Competitive and recreational sporting opportunities for patients with disabilities have increased tremendously. One particular group of patients that has benefited from these opportunities and now participates in sports in ever-enlarging numbers is individuals with paraplegia. For the purposes of this article, paraplegia is defined as complete or incomplete paralysis in the lower extremities such that a wheelchair must be used as the primary mode of mobility. (See also the articles Spinal Cord Injury: Definition, Epidemiology, Pathophysiology in the Physical Medicine and Rehabilitation section of this site, and Spinal Cord Injuries in the Emergency Medicine section.)
The number of people with paraplegia continues to increase over time as general health and life expectancy has been increased to levels that are comparable to individuals without paraplegia.
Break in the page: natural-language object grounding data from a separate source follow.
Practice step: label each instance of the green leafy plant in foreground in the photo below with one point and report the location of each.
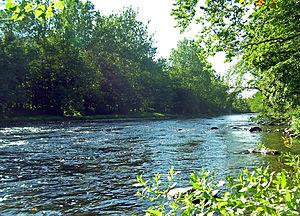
(258, 192)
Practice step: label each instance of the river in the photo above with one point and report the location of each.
(89, 168)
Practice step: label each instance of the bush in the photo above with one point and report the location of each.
(258, 192)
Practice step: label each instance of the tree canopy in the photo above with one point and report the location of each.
(69, 59)
(264, 33)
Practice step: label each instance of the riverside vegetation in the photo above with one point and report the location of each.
(116, 72)
(64, 58)
(266, 35)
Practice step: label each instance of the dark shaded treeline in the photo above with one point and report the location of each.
(80, 62)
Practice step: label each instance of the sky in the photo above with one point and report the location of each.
(161, 24)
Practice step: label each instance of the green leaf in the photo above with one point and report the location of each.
(28, 7)
(59, 4)
(9, 4)
(288, 196)
(283, 180)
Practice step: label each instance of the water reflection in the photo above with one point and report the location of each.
(91, 167)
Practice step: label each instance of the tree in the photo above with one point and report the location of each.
(264, 33)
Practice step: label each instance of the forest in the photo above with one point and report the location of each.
(65, 58)
(76, 61)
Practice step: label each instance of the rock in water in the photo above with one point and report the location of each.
(255, 129)
(176, 192)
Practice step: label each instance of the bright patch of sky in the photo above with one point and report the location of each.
(161, 24)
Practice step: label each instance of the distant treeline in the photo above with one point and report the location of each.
(79, 62)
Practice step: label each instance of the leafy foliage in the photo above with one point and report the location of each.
(264, 33)
(258, 192)
(75, 61)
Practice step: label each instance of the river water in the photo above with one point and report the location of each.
(89, 168)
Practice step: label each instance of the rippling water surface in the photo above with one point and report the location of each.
(89, 168)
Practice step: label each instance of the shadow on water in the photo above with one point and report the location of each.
(90, 168)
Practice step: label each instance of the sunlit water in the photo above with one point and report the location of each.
(89, 168)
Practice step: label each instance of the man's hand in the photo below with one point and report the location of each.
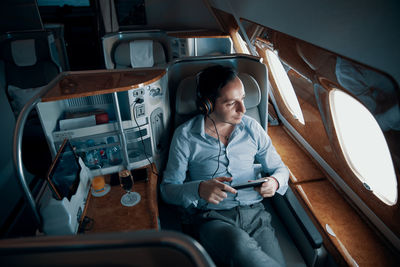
(213, 190)
(268, 188)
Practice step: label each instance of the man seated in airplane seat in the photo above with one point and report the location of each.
(211, 153)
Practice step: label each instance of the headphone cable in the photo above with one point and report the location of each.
(219, 144)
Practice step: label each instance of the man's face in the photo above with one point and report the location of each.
(229, 106)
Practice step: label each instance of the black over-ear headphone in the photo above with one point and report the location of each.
(204, 104)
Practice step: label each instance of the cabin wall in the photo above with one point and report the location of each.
(178, 14)
(363, 30)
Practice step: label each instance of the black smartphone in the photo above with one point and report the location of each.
(249, 184)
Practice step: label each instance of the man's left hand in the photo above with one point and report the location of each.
(268, 188)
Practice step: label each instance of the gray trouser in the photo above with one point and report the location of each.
(241, 236)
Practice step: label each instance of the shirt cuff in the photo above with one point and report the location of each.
(282, 179)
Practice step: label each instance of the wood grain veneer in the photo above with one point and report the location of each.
(301, 167)
(199, 34)
(354, 240)
(89, 83)
(110, 216)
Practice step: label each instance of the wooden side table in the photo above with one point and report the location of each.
(109, 215)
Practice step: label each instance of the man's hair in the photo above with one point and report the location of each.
(212, 79)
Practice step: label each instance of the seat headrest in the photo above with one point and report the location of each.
(186, 94)
(123, 57)
(24, 52)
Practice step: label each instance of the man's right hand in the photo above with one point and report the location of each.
(213, 190)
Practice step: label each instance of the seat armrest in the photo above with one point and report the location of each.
(289, 205)
(302, 230)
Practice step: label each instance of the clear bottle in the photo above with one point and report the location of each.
(113, 152)
(93, 158)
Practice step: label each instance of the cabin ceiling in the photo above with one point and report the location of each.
(364, 30)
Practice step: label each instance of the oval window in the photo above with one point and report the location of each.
(364, 145)
(284, 86)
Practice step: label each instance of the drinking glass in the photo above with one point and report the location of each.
(129, 199)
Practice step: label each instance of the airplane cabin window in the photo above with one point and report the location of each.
(284, 86)
(364, 147)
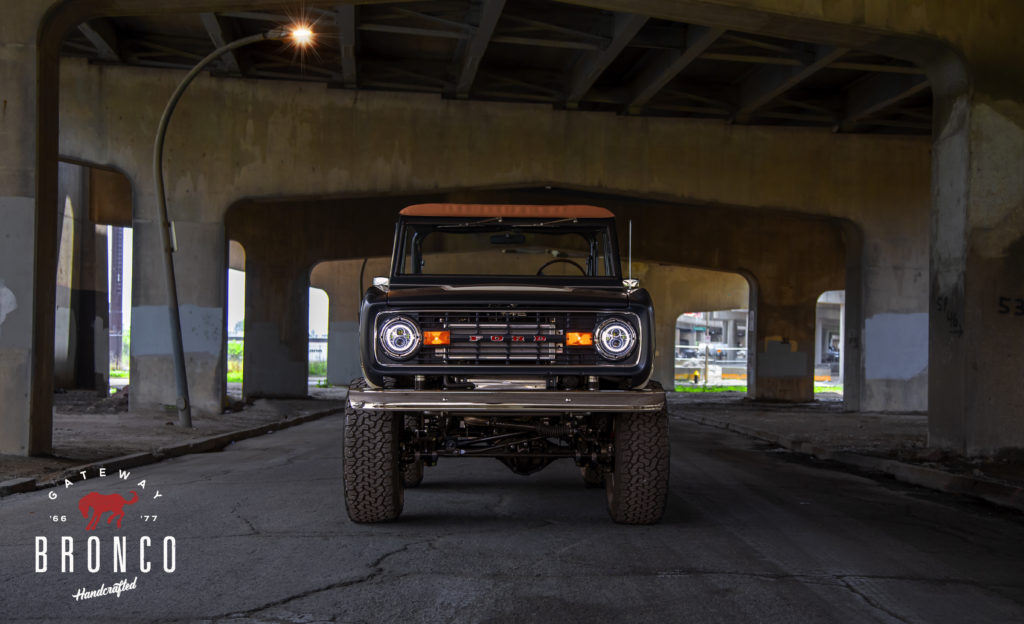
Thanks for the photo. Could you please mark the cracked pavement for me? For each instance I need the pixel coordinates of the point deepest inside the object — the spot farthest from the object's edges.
(752, 534)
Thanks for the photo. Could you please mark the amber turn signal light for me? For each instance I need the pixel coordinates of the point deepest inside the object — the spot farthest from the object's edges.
(579, 339)
(434, 338)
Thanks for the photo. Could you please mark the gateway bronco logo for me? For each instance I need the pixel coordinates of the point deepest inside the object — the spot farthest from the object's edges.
(98, 504)
(108, 512)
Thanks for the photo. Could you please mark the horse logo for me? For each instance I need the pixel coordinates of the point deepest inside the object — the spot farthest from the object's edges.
(99, 504)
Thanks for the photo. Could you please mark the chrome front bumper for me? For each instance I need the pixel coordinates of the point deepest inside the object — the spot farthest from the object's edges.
(508, 401)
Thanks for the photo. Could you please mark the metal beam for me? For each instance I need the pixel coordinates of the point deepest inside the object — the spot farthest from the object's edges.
(102, 37)
(344, 17)
(668, 66)
(767, 84)
(878, 93)
(473, 51)
(221, 34)
(590, 67)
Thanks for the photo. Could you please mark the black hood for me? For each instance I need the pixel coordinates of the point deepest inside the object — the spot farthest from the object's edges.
(509, 295)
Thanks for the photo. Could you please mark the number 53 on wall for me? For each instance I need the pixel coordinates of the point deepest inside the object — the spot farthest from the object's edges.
(1012, 305)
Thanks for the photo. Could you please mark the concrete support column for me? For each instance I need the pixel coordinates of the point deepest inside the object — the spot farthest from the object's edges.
(18, 434)
(818, 339)
(783, 351)
(842, 339)
(201, 271)
(976, 321)
(91, 310)
(276, 352)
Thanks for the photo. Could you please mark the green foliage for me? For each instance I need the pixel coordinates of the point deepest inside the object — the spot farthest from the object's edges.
(828, 388)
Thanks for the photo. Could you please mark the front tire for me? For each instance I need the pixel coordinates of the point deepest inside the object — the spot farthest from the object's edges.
(371, 464)
(638, 487)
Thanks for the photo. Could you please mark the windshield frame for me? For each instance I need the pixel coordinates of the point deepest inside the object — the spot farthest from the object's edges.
(610, 242)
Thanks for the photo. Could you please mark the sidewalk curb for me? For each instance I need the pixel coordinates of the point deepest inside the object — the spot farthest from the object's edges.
(993, 492)
(203, 445)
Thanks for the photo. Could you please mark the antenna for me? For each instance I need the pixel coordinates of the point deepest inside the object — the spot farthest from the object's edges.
(631, 249)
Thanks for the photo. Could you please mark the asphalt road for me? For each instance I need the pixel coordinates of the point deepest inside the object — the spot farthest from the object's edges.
(752, 535)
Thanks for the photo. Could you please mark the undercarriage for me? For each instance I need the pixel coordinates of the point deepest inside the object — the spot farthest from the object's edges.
(387, 445)
(524, 444)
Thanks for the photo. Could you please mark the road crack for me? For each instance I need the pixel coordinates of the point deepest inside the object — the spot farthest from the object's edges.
(377, 570)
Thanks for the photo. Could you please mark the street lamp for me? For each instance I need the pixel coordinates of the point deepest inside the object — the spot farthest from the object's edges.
(302, 36)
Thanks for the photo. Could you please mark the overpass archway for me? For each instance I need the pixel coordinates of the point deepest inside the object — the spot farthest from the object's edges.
(769, 248)
(961, 116)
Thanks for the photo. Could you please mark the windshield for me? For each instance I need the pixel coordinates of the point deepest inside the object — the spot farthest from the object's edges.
(567, 248)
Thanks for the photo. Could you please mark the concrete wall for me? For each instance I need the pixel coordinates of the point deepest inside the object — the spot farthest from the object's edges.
(236, 138)
(674, 289)
(18, 29)
(358, 146)
(769, 247)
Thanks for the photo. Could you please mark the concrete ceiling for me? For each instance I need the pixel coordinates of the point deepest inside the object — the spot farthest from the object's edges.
(569, 56)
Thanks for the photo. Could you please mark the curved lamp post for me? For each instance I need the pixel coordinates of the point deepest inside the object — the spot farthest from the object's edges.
(302, 36)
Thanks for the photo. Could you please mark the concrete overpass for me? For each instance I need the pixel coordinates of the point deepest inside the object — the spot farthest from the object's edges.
(812, 155)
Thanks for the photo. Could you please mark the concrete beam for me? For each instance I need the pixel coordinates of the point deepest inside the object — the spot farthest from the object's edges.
(221, 33)
(344, 17)
(472, 54)
(667, 66)
(590, 66)
(102, 36)
(770, 83)
(878, 93)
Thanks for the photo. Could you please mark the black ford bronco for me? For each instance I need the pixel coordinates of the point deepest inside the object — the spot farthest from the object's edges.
(506, 332)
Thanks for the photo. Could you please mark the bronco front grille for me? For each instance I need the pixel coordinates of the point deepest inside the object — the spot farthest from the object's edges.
(506, 338)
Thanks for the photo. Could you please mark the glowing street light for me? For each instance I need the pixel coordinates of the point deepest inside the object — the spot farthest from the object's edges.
(302, 36)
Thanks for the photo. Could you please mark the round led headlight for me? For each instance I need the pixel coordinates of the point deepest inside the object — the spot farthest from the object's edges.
(400, 337)
(614, 338)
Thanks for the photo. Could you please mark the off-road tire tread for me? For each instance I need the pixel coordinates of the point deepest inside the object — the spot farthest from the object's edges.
(412, 473)
(638, 487)
(371, 468)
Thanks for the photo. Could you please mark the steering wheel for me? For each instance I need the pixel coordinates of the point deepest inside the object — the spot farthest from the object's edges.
(540, 271)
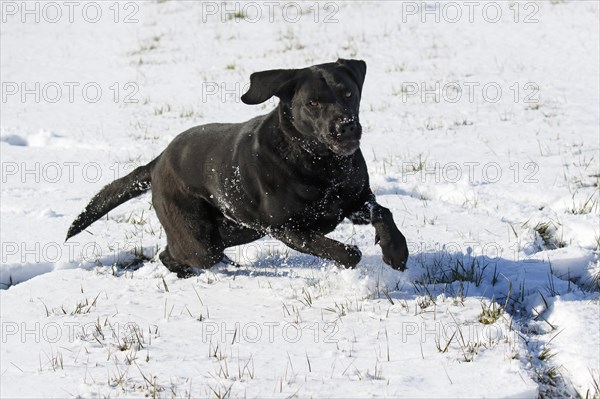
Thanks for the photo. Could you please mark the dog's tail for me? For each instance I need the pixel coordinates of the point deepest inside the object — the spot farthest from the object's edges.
(113, 195)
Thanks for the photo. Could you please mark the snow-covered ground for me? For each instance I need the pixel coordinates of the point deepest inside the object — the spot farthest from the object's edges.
(481, 126)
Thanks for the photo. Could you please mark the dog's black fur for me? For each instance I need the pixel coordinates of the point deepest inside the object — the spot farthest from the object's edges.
(293, 174)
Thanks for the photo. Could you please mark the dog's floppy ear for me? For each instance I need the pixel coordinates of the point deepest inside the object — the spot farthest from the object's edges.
(266, 84)
(358, 69)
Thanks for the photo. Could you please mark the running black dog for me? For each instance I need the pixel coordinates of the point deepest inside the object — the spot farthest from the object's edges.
(293, 174)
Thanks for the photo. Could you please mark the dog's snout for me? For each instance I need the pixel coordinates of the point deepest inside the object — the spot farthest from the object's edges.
(347, 126)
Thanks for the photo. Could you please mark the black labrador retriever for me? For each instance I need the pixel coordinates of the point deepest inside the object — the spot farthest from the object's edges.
(293, 174)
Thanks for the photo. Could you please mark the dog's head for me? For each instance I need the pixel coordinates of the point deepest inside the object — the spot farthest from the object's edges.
(321, 102)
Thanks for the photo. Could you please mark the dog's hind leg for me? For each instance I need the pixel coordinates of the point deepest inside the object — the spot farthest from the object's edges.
(193, 238)
(234, 234)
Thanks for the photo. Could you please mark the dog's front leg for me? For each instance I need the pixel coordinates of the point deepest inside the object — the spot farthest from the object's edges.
(392, 241)
(316, 244)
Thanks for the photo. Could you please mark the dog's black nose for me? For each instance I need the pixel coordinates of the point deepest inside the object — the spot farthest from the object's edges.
(347, 127)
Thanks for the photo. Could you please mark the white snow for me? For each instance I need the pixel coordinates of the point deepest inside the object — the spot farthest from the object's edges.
(496, 192)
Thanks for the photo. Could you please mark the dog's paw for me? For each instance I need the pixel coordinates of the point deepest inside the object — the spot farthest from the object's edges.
(392, 243)
(395, 254)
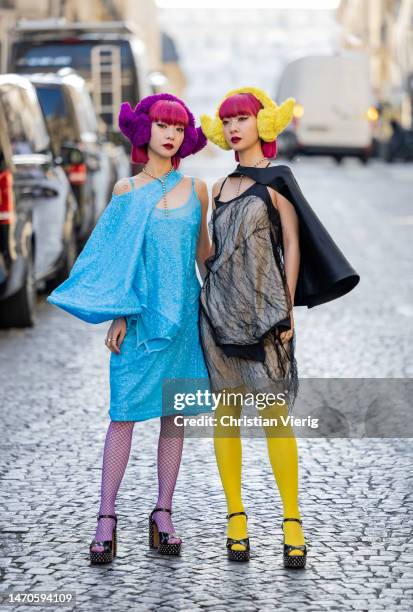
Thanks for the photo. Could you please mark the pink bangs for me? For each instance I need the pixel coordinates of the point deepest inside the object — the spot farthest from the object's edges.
(169, 112)
(239, 104)
(246, 104)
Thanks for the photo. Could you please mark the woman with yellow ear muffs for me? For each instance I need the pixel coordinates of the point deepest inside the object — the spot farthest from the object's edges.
(271, 253)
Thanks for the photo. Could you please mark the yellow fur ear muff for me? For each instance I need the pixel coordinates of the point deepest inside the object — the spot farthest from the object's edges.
(271, 119)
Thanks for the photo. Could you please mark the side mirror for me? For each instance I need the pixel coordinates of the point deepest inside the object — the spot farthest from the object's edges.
(71, 155)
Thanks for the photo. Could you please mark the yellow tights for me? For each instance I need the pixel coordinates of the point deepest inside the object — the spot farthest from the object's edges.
(283, 455)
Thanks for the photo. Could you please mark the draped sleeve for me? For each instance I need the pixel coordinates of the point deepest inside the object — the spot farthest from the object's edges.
(108, 278)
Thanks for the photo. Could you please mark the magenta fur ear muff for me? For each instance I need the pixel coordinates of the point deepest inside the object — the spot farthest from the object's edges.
(136, 125)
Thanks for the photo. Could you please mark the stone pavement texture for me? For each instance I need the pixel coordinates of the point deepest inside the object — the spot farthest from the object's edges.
(355, 495)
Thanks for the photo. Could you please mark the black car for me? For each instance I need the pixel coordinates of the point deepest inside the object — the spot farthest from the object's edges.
(76, 138)
(37, 206)
(110, 56)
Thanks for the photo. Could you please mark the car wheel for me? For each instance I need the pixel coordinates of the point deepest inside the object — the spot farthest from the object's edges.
(19, 310)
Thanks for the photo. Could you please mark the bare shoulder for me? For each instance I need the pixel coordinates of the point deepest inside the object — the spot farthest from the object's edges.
(122, 186)
(200, 186)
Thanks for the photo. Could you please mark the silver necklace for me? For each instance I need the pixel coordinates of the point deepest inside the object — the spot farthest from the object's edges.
(242, 175)
(162, 179)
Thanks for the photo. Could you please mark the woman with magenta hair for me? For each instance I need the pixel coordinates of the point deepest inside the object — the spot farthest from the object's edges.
(138, 268)
(271, 253)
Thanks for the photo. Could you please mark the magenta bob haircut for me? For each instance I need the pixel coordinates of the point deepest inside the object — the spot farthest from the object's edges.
(246, 104)
(136, 125)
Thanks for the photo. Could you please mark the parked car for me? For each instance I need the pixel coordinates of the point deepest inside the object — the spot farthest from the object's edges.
(334, 113)
(400, 144)
(110, 56)
(75, 137)
(37, 206)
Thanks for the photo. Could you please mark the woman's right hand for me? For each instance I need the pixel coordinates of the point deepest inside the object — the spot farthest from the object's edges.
(116, 334)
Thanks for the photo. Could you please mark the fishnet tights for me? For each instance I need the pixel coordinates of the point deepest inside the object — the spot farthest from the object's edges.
(115, 459)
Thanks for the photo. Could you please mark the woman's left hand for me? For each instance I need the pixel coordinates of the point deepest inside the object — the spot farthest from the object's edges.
(288, 334)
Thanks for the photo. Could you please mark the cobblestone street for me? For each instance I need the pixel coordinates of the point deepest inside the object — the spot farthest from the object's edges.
(355, 494)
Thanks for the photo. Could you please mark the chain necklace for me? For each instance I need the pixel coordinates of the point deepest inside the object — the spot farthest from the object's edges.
(162, 179)
(243, 175)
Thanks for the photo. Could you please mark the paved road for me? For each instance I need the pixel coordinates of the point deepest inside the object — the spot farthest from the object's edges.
(355, 495)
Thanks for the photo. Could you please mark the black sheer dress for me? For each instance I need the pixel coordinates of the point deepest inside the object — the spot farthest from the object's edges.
(245, 300)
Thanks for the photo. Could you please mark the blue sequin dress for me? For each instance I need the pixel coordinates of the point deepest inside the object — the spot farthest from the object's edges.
(136, 373)
(140, 264)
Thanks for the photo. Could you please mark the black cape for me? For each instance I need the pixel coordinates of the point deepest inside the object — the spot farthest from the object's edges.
(324, 274)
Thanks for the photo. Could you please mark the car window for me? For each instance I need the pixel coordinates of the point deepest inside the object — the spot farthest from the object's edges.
(58, 116)
(51, 56)
(86, 115)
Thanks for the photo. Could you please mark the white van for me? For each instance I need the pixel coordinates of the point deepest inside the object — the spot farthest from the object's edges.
(334, 112)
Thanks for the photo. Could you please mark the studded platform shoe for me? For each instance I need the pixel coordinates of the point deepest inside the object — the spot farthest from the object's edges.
(109, 546)
(160, 539)
(238, 555)
(294, 561)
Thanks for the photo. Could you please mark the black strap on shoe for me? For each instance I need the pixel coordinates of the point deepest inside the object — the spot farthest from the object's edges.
(236, 514)
(160, 509)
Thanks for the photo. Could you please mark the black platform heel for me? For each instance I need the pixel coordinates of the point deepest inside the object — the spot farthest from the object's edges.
(238, 555)
(160, 539)
(110, 546)
(294, 561)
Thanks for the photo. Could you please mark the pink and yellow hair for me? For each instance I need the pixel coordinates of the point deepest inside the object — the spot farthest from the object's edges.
(271, 118)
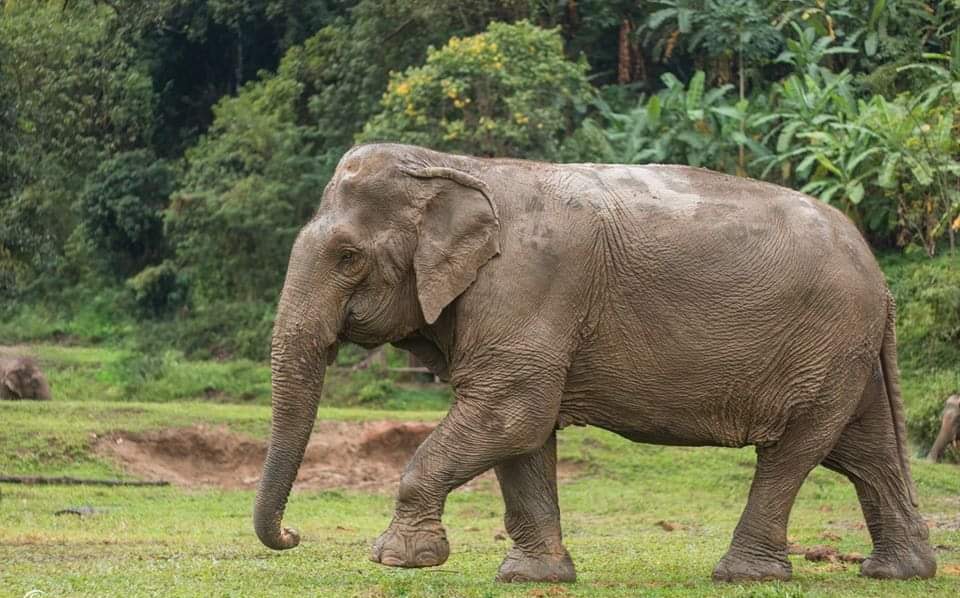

As a result, the demand by those with paraplegia for competitive and recreational sporting opportunities has exploded. An additional factor for the rapid growth of participation in sporting activities by those with paraplegia is the improvement in accessibility, as well as the improved designs of sporting facilities and wheelchairs, which allow for meaningful athletic competition.
Sports participation is an indispensable method of modern rehabilitation. Especially after medical rehabilitation is completed, sports have an invaluable therapeutic value in renewing the paraplegic’s lost powers, helping coordination, and maintaining stamina. Today, individuals with paraplegia participate in all types of sports for competition, enjoyment, and to improve overall fitness.